¿MERECE LA PENA PERDERSE?

   



        ¿Mereció la pena aquel momento negro?, ¿mereció la pena sufrir, no saber dónde estaba pinada o darme de bruces con la realidad? Sí, rotundamente sí. Mereció la pena. Y no, no me he vuelto loca, ni soy masoquista. Y claro que habría preferido no tener que pasar por determinadas experiencias y caídas en barrena, pero cuando las cosas salen así, cuando es inevitable que algo se tuerza, ahí sí que digo que merece la pena ese dolor. La otra opción es pasar por ello medio aletargado, zombi perdido, y no aprender absolutamente nada del asunto. Esconder la cabeza, quejarse, buscar culpables, echar balones fuera, y, finalmente, o acabar estallando cuando no viene a cuento, o ser un cero social de por vida. A todos nos tienta esa opción para tratar de mermar los daños, es natural. Pero convencida y sinceramente digo que sí, que si me dan a elegir, me quedo con los momentos que casi me llevan por delante, pero de los que aprendí y aún aprendo. De los que me hicieron sentir viva, aunque creyera morir de dolor, de celos, de desamor, de decepción, de creerme un objeto o alguien insignificante, de insatisfacción, de frustración por no satisfacer, de pensarme intolerante e insufrible,... De todos esos momentos. 
  Decirlo ahora parece fácil, distante y hasta presuntuoso. Pero no creo que fuese bueno arrancar de mi vida, si eso fuera posible, ninguna de esas etapas. No podría haberme rehecho, si no me hubiese deshecho previamente. Ni me habría conocido con honestidad, si no hubiese dejado salir mis reacciones más mezquinas o mis rasgos más oscuros.

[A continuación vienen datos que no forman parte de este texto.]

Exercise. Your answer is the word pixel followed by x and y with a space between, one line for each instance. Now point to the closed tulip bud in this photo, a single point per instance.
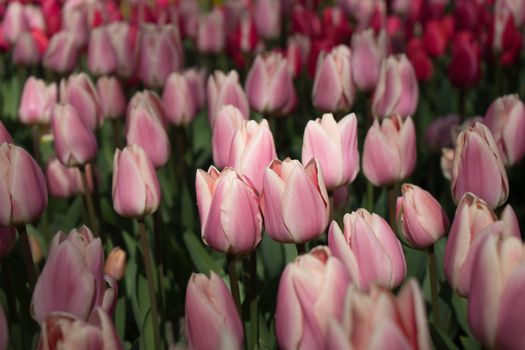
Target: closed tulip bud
pixel 471 217
pixel 61 54
pixel 211 313
pixel 78 259
pixel 369 249
pixel 231 220
pixel 160 54
pixel 397 90
pixel 333 85
pixel 228 122
pixel 423 220
pixel 506 120
pixel 269 84
pixel 101 57
pixel 478 168
pixel 112 99
pixel 75 143
pixel 7 242
pixel 294 201
pixel 311 292
pixel 78 91
pixel 136 189
pixel 251 151
pixel 23 187
pixel 389 151
pixel 225 89
pixel 267 18
pixel 334 145
pixel 177 100
pixel 498 280
pixel 37 102
pixel 116 264
pixel 65 331
pixel 368 51
pixel 144 128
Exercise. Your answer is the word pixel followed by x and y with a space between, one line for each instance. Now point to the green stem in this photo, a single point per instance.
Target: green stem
pixel 150 279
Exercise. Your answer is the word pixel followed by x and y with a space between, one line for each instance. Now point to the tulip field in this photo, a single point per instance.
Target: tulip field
pixel 262 174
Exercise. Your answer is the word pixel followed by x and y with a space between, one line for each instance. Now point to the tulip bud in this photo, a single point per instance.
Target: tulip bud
pixel 75 143
pixel 368 51
pixel 311 292
pixel 61 53
pixel 334 145
pixel 231 220
pixel 224 89
pixel 333 85
pixel 211 313
pixel 369 249
pixel 101 58
pixel 112 99
pixel 116 264
pixel 477 167
pixel 423 220
pixel 78 259
pixel 294 201
pixel 389 151
pixel 23 187
pixel 136 189
pixel 269 84
pixel 177 100
pixel 506 120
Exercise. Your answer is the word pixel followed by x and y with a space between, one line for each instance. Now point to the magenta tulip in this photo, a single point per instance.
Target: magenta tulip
pixel 23 187
pixel 136 189
pixel 334 145
pixel 294 201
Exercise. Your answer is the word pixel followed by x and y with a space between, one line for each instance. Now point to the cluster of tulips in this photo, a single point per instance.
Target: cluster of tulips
pixel 362 154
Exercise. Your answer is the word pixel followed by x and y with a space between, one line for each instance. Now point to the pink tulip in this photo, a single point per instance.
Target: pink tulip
pixel 369 249
pixel 62 330
pixel 136 189
pixel 72 279
pixel 23 187
pixel 334 145
pixel 477 167
pixel 378 320
pixel 227 123
pixel 37 101
pixel 267 18
pixel 495 310
pixel 506 120
pixel 7 242
pixel 389 151
pixel 368 51
pixel 333 85
pixel 211 35
pixel 311 292
pixel 397 90
pixel 423 220
pixel 211 314
pixel 224 89
pixel 101 57
pixel 78 90
pixel 294 201
pixel 231 220
pixel 269 84
pixel 177 100
pixel 160 54
pixel 251 151
pixel 61 53
pixel 144 127
pixel 112 99
pixel 75 143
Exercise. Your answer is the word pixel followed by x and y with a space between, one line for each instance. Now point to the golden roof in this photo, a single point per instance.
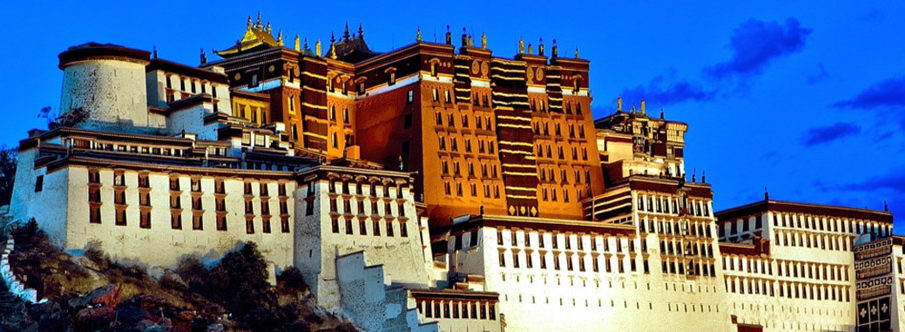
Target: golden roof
pixel 256 37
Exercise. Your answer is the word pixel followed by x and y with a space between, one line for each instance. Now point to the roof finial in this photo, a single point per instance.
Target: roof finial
pixel 332 47
pixel 346 33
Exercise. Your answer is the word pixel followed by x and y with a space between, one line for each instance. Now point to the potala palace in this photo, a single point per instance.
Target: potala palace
pixel 437 187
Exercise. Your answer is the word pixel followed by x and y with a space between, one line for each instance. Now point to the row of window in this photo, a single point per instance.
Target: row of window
pixel 792 290
pixel 132 148
pixel 672 205
pixel 527 239
pixel 675 247
pixel 819 223
pixel 676 227
pixel 454 145
pixel 365 223
pixel 372 190
pixel 790 269
pixel 447 189
pixel 487 171
pixel 198 220
pixel 688 267
pixel 544 129
pixel 608 267
pixel 548 173
pixel 452 309
pixel 581 193
pixel 481 122
pixel 811 240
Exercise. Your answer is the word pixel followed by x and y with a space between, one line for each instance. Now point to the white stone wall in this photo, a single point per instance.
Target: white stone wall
pixel 113 91
pixel 49 206
pixel 588 300
pixel 68 220
pixel 317 245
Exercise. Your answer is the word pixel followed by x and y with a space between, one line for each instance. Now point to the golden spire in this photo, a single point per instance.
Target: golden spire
pixel 346 33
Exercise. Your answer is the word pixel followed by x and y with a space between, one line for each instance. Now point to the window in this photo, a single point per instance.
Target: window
pixel 121 217
pixel 145 221
pixel 176 221
pixel 39 183
pixel 95 217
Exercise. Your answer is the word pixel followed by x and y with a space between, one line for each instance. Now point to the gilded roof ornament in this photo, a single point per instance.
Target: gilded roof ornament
pixel 346 33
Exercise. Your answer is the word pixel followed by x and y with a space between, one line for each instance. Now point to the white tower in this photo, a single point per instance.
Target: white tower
pixel 108 83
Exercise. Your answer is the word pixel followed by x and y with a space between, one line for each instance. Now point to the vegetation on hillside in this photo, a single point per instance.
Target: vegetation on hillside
pixel 94 293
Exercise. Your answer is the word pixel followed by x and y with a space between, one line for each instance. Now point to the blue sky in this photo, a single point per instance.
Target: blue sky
pixel 806 98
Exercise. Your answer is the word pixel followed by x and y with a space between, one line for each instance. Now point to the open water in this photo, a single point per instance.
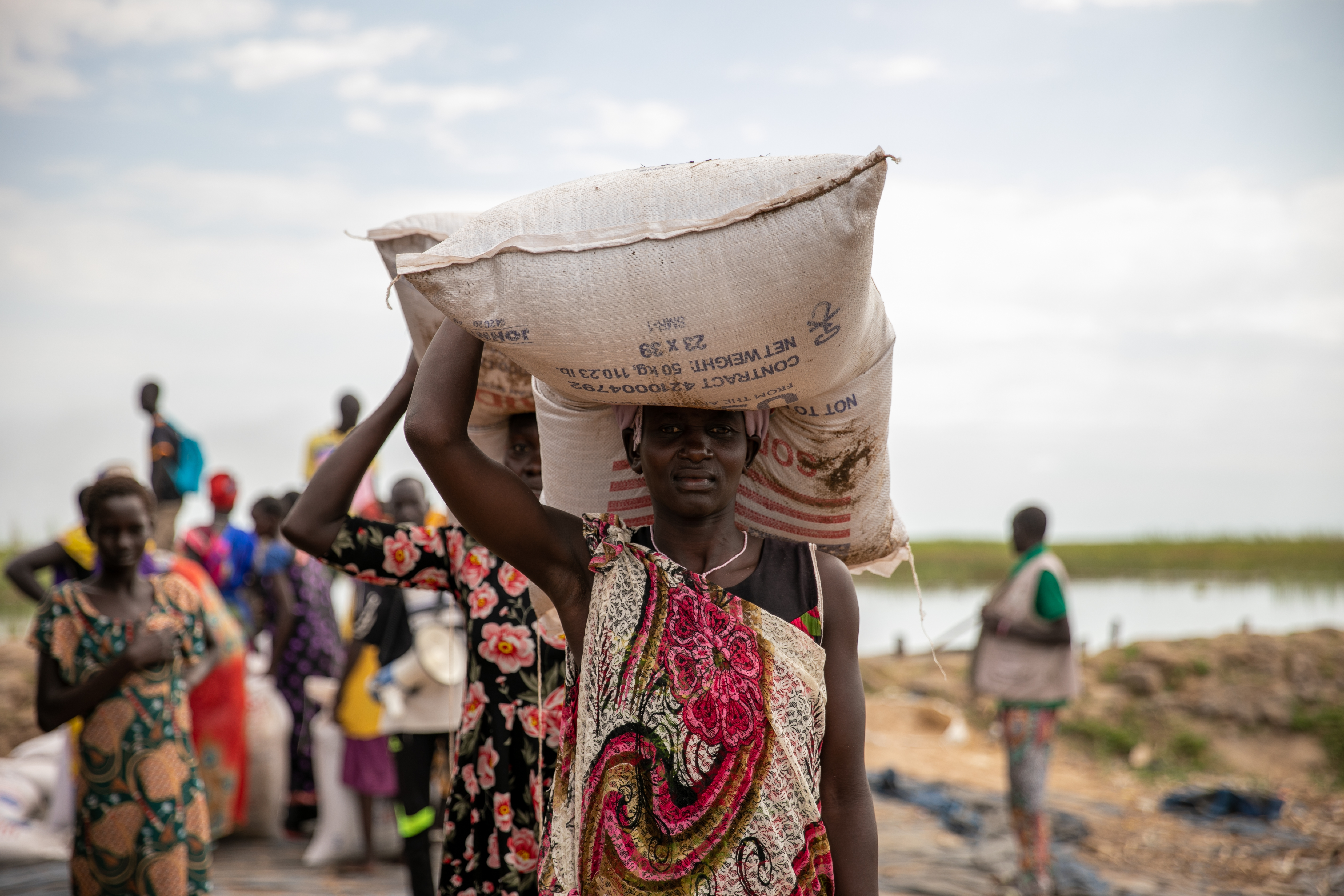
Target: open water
pixel 1146 610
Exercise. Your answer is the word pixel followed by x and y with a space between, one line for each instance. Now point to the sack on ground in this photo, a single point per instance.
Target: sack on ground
pixel 37 796
pixel 734 284
pixel 339 836
pixel 269 723
pixel 505 389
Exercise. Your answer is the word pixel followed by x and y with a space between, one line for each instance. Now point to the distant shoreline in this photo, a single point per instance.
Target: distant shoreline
pixel 1273 559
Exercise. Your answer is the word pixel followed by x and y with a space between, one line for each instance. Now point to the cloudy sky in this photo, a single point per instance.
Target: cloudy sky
pixel 1113 250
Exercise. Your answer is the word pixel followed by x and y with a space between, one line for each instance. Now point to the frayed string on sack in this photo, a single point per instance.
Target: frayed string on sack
pixel 933 649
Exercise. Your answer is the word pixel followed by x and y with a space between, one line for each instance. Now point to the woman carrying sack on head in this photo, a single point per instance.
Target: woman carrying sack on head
pixel 506 747
pixel 714 717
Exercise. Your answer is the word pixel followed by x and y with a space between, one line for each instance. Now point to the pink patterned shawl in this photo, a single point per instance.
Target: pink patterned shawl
pixel 691 746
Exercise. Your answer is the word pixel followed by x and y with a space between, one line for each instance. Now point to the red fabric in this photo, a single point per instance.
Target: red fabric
pixel 224 492
pixel 218 710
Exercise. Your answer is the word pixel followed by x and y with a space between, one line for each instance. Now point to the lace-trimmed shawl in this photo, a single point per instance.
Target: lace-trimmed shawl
pixel 693 741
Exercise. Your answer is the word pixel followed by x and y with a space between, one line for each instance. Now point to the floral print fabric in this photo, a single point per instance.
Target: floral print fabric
pixel 143 825
pixel 693 738
pixel 511 714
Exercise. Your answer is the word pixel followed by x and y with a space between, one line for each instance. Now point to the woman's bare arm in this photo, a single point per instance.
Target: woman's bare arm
pixel 23 569
pixel 58 703
pixel 846 800
pixel 318 516
pixel 491 503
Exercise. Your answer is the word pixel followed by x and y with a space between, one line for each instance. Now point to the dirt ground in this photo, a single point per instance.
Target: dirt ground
pixel 933 731
pixel 1241 703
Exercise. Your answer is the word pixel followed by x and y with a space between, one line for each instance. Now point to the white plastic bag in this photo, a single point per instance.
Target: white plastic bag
pixel 269 723
pixel 505 389
pixel 37 801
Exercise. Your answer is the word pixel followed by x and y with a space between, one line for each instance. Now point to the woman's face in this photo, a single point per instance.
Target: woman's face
pixel 693 459
pixel 120 530
pixel 525 455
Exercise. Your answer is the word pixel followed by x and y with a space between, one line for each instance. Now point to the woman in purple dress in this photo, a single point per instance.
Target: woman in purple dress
pixel 306 641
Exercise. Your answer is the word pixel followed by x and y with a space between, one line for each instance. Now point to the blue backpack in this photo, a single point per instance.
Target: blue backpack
pixel 191 464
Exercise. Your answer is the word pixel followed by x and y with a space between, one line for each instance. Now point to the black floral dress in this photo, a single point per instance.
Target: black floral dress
pixel 511 714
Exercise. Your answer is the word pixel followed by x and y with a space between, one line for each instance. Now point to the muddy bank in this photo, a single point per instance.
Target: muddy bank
pixel 1209 713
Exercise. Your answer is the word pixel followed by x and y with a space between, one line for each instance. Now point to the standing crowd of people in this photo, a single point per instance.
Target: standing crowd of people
pixel 673 707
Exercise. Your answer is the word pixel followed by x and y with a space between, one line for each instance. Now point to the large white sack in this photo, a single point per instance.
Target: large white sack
pixel 339 836
pixel 505 389
pixel 734 284
pixel 269 723
pixel 822 476
pixel 30 841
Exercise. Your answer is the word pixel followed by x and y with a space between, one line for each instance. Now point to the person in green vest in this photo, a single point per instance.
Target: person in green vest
pixel 1026 659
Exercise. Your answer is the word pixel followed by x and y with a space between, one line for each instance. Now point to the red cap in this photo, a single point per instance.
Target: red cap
pixel 224 492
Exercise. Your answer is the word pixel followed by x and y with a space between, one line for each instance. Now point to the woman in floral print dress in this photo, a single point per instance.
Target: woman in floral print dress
pixel 507 745
pixel 711 743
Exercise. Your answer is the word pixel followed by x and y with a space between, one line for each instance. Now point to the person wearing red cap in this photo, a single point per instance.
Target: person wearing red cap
pixel 225 550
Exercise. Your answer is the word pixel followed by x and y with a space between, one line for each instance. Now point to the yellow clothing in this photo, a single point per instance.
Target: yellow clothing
pixel 319 448
pixel 76 543
pixel 358 713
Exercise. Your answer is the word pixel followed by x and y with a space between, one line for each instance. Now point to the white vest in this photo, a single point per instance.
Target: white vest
pixel 1023 671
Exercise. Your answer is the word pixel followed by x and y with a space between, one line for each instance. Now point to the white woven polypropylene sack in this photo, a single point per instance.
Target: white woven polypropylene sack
pixel 822 476
pixel 732 284
pixel 505 389
pixel 269 723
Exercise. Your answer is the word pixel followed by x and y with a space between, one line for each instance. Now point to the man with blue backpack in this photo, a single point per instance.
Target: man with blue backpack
pixel 175 467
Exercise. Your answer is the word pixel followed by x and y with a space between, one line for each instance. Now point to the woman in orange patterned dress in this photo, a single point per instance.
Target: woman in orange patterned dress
pixel 122 651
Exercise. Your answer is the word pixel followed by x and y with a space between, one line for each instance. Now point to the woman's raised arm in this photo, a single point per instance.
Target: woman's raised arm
pixel 495 506
pixel 318 516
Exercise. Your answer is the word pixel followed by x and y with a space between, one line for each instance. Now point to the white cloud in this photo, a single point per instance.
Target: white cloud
pixel 365 121
pixel 1142 359
pixel 445 103
pixel 242 284
pixel 900 70
pixel 1070 6
pixel 264 64
pixel 38 35
pixel 322 21
pixel 640 124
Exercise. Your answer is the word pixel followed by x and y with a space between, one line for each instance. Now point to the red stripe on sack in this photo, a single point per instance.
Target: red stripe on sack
pixel 630 504
pixel 798 515
pixel 796 496
pixel 788 527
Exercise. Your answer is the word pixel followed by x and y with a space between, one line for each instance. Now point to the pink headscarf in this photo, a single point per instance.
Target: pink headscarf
pixel 632 417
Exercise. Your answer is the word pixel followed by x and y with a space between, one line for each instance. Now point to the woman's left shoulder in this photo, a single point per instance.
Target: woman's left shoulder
pixel 181 592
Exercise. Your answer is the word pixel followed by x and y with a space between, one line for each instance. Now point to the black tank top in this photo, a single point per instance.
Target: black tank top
pixel 784 582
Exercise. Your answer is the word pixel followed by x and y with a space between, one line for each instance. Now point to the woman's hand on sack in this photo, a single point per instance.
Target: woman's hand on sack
pixel 153 648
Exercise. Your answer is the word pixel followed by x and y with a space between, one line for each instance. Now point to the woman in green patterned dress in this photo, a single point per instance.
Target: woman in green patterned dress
pixel 123 651
pixel 507 745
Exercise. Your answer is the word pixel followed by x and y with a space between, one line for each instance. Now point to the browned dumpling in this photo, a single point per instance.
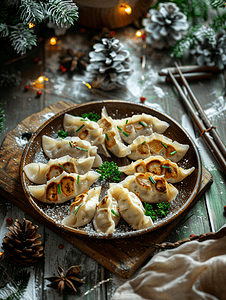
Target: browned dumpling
pixel 150 188
pixel 64 187
pixel 158 165
pixel 157 144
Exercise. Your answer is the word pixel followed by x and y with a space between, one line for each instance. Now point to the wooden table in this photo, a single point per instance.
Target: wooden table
pixel 207 213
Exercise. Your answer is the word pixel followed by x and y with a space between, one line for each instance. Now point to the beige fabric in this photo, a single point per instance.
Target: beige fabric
pixel 195 270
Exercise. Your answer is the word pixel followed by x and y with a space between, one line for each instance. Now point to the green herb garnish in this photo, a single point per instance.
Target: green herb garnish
pixel 109 170
pixel 59 188
pixel 76 210
pixel 62 134
pixel 62 167
pixel 154 210
pixel 152 180
pixel 114 213
pixel 80 128
pixel 174 152
pixel 143 124
pixel 82 149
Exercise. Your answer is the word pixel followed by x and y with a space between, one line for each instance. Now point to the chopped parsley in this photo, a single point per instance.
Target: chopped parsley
pixel 62 167
pixel 114 213
pixel 109 170
pixel 62 134
pixel 156 210
pixel 76 210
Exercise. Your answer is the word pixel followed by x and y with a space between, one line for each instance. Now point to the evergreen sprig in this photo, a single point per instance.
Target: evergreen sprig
pixel 159 209
pixel 15 17
pixel 2 118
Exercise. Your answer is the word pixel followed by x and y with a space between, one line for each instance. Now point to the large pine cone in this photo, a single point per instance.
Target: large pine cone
pixel 110 64
pixel 20 245
pixel 165 26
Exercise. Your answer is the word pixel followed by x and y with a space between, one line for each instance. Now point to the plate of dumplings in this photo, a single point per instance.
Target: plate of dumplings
pixel 158 161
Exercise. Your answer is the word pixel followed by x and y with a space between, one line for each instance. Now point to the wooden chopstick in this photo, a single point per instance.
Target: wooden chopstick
pixel 213 132
pixel 201 127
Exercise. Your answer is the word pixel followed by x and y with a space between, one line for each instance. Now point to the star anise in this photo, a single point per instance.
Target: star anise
pixel 74 60
pixel 66 280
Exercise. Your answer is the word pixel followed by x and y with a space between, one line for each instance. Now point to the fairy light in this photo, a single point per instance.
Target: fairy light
pixel 31 25
pixel 53 41
pixel 126 8
pixel 87 84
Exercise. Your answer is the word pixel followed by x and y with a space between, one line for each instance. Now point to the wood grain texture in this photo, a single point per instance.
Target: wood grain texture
pixel 120 256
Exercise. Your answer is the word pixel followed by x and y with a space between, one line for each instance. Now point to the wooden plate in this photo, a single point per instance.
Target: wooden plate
pixel 188 188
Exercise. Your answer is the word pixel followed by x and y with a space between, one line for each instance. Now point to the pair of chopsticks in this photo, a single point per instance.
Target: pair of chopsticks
pixel 201 120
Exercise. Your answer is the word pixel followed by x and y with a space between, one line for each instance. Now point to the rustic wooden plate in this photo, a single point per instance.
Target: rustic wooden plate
pixel 188 188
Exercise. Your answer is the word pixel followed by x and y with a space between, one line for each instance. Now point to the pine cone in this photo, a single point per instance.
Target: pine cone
pixel 165 26
pixel 110 64
pixel 210 48
pixel 21 245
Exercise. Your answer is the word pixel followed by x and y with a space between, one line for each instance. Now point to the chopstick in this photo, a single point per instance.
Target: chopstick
pixel 199 124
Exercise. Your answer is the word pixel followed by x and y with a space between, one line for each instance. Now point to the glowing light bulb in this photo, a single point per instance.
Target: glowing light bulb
pixel 41 79
pixel 53 41
pixel 138 33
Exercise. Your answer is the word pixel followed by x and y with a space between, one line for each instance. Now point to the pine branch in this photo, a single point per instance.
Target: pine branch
pixel 2 120
pixel 31 11
pixel 22 38
pixel 62 12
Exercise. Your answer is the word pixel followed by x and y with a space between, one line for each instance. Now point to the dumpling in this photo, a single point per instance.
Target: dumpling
pixel 83 208
pixel 113 140
pixel 64 187
pixel 73 146
pixel 131 208
pixel 157 144
pixel 40 173
pixel 107 215
pixel 85 129
pixel 159 166
pixel 131 128
pixel 150 188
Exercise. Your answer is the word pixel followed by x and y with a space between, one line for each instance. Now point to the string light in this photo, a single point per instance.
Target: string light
pixel 126 8
pixel 87 84
pixel 138 33
pixel 53 41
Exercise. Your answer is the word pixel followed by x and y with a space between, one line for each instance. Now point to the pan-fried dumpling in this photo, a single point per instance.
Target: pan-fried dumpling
pixel 83 208
pixel 73 146
pixel 107 215
pixel 157 144
pixel 86 130
pixel 150 188
pixel 113 140
pixel 131 208
pixel 159 166
pixel 64 187
pixel 40 173
pixel 138 125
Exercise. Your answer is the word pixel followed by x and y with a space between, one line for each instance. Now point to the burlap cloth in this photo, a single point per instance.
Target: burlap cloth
pixel 194 270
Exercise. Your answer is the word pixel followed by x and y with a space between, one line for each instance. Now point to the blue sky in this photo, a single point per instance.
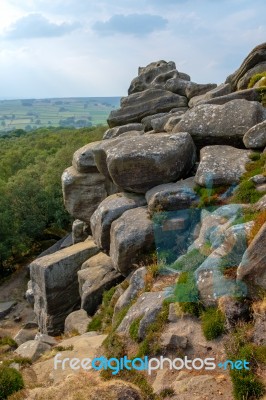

Y los tengo, creedme que los tengo y que sé usarlos. Que hubo un tiempo en el que quise creer que las cosas eran como no son; o bien las pensé idílicas, o bien creí que el mundo estaba en mi contra. Que hubo otro tiempo en el que no sabía quién era ni a dónde iría; aquí o allí, sola o acompañada, volver a amar o darle la espalda al amor; creerme enamorada a la primera de cambio o no ver a nadie suficientemente apto. Y hubo otro tiempo en el que me creía en absoluta posesión de la verdad; que el camino recorrido me daba la visión justa de las cosas, y que una vez experimentada una vivencia, ya la tenía superada por los siglos de los siglos. Nada de eso. Creí amar a quién no amaba, creí fallarme cuando estaba fallando a los demás. Creí ser desleal cuando era leal con todos menos conmigo; bueno, y viceversa. Mentí por cobardía y por pánico a la soledad. Por egoísmo. Por resentimiento. Me castigué por equivocarme y castigué por decepcionarme. Llegué a convencerme de que tenía derecho a ciertos actos por cuestión de justicia vital, cuando sentir y buscarse por dentro no entiende de derechos ni de deberes. Estuve más despistada y desorientada de lo que puedo estarlo físicamente aun con un plano en la mano; que creedme, es mucho estar. ¿Y qué? Que porque sentía, siento y quiero seguir sintiendo, ocurrió todo aquello. Que puede pasarme mil veces en la vida. Que no es un drama. Y que es humano. Que a veces hay que hacerse menos preguntas -y sí, lo digo yo precisamente; justamente por ser un análisis con piernas-, e ir actuando como nos van pidiendo el cuerpo, la mente y el corazón. ¿Aunque parezca un despropósito y un disparate? Sí, aunque así sea. ¿Por qué? Porque cada uno de esos pasos, bandazos, dudas, cambios,... son absolutamente reales, auténticos e imprescindibles de vivir. No hay quien se libre. Y son los escalones justos y precisos que la vida nos pone por delante para llegar al lugar al que habremos de llegar. Así que, sí, merece la pena estamparse, perderse y no saber dónde nos pega el aire. Y si crees que no la merece te va a dar igual, porque no te vas a librar de ello a menos que seas una roca.